Galerie Gabriel Rolt
2007
Jodie Carey creates ceremonial objects made from mundane materials in which the quality of craftsmanship is displayed. Her installations draw us in with their familiar iconography but when taking a closer look we are being confronted with issues of ritual, artifice and mortality in contemporary Western society.
At Galerie Gabriel Rolt she will show an installation of memorial slabs (height approx. 2.5 metres) adorned with wreaths and creeping ivy made from cut newspaper stained with blood, coffee and tea. At once political and personal, it marks Carey’s increasingly universal treatment of the modern malaise, broadening her earlier focus on the ceremonious ostentation of Middle England.

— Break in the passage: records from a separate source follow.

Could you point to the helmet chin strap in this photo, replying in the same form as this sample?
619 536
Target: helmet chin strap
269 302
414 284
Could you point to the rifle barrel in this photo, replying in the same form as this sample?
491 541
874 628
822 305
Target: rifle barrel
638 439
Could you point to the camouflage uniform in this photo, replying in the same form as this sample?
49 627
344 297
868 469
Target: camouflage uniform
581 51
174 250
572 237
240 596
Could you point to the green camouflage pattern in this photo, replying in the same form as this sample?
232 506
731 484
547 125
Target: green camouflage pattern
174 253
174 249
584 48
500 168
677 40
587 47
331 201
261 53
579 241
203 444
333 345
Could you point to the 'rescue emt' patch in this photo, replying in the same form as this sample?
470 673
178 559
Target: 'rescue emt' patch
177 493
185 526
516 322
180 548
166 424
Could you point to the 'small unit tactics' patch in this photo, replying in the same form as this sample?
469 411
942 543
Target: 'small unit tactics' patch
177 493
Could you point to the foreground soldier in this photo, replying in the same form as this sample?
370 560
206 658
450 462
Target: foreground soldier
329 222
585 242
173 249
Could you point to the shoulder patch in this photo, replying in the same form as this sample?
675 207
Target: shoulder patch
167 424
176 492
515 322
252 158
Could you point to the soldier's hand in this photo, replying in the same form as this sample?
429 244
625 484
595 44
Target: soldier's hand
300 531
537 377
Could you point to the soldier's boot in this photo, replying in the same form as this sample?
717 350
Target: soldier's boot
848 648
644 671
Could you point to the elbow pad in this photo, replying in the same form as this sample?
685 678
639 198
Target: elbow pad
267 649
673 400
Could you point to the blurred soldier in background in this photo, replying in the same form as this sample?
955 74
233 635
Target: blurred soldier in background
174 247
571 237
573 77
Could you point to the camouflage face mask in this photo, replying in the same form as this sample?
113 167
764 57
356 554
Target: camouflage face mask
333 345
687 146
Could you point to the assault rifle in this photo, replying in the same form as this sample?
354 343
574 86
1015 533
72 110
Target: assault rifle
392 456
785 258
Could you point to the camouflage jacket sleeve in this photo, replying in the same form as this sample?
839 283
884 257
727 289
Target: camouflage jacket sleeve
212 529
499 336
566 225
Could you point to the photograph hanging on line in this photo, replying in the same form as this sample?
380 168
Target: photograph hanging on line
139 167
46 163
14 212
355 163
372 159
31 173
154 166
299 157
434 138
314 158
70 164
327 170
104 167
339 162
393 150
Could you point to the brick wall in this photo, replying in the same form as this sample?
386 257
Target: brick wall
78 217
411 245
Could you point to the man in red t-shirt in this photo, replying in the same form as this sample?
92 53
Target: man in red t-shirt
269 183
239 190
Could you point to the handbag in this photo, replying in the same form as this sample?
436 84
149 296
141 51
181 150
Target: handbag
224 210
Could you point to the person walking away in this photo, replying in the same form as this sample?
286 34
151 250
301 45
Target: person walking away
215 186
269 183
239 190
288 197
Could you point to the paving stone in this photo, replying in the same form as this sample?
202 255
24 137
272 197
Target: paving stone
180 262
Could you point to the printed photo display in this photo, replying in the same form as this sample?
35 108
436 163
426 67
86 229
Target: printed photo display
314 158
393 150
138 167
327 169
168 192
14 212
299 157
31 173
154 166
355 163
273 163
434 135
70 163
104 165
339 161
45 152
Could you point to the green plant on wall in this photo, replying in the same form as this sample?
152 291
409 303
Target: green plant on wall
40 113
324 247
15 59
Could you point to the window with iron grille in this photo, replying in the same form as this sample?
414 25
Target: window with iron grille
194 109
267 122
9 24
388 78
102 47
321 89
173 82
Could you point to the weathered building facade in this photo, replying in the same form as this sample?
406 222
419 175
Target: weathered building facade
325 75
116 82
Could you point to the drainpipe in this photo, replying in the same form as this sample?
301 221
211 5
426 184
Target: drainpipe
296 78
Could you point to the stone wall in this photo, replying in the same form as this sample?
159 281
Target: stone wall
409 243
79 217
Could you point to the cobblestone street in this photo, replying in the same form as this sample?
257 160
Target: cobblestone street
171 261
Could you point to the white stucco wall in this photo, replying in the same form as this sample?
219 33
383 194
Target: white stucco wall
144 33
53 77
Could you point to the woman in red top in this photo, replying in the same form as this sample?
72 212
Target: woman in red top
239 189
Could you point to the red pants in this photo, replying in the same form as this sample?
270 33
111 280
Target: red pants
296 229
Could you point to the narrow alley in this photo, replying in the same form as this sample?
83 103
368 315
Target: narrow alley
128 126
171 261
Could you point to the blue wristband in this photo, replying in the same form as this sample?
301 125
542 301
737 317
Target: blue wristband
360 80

Another recent work is ‘Untitled Monument” (2007), a 3 metre high ‘’cenotaph’’ made from 2,000 bones individually cast in plaster and decorated with handcrafted sugar-paste flowers and ivy. According to Carey traditional memorials have an opposite effect: “There is a perversity in that once you commemorate something, it is far easier to walk away. It’s not lest we forget, it’s more lest we remember.”
Spectacular are the three 2.5 metre baroque-inspired chandeliers (Untitled, 2006), made of vacuum dust rolled into tiny balls and then fixed to curved wire frames. Carey: “Hoover dust is the detritus of everyday life. If you die tomorrow, all that would be left of you would be in your Hoover.”